Ecco perchè la politica estera di D’Alema è fallimentare
D’Alema ha un chiodo fisso: senza una soluzione del problema palestinese sarebbe difficile pensare di stabilizzare il Medio Oriente. Personalmente credo che il problema vada visto esattamente al contrario: quando ci sarà pace e democrazia in Medio Oriente la pace tra israeliani e palestinesi sarà automatica. Quel conflitto infatti è mio parere solo un pretesto dei regimi sanguinari del medio oriente per non affrontare i propri fallimenti. Tanto di più nel momento in cui altri paesi poveri stanno rinascendo economicamente (paesi ex-sovietici, India, Cina, ecc.).
Ma facciamo finta che D’Alema abbia ragione, che la pace in Medio Oriente dipenda dal conflitto israelo-palestinese. Se così fosse, la prima cosa che bisognerebbe fare è usare bastone e carota con chi si oppone alla pace: Siria e Iran per primi, visto che sono loro che ufficialmente finanziano e armano Hezbollah, Hamas e tutti i vari groppuscoli destabilizzanti del Medio Oriente.

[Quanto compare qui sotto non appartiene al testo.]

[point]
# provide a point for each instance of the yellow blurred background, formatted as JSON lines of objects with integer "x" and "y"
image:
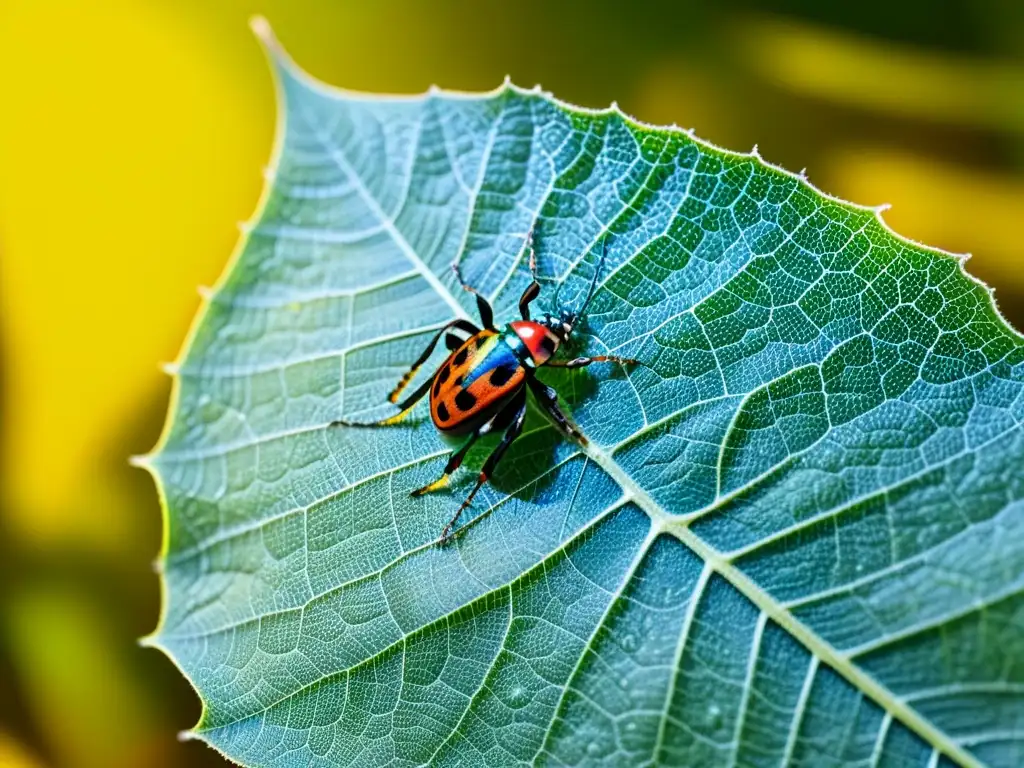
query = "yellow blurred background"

D’Alema cosa propone a questi interlocutori violenti? solo carote. In Libano per esempio, insiste a trattare con la Siria e con Hezbollah. Nulla di male in sè, se non fosse che costoro trattano con una mano con l’UE (e con D’Alema), e con l’altra uccidono uno alla volta gli oppositori. Ora, se D’Alema vuole trattare con la Siria, è liberissimo di farlo. Ma non può fare finta che il regime di Assad non c’entri nulla con le stragi in Libano e con l’occupazione di Gaza da parte di Hamas. Un politico intelligente non può offrire solo carote, altrimenti non verrà mai preso sul serio e rispettato dai bulli mediorientali. Manca da parte di D’Alema non solo il bastone, ma perfino la minaccia del bastone. Per bastone, sia chiaro, non intendo la guerra. Ma che almeno in caso di manifesta cattiva volontà di pace da parte del regime di Damasco (che è chiara, visto i continui attentati ai leader libanesi antisiriani e il mancato riconoscimento formale dell’autonomia del Libano), scattino sanzioni politiche ed economiche contro la Siria: isolamento internazionale, sanzioni e dazi, ecc.
Fino a quando D’Alema e compagni non capiranno che con i dittatori bisogna anche saper battere i pugni sul tavolo, non riuscirà mai ad ottenere nulla. Le parole, con chi quotidianamente uccide e tortura (il proprio popolo prima di tutto), non sono il linguaggio più efficace. Non con chi conosce solo il linguaggio della forza.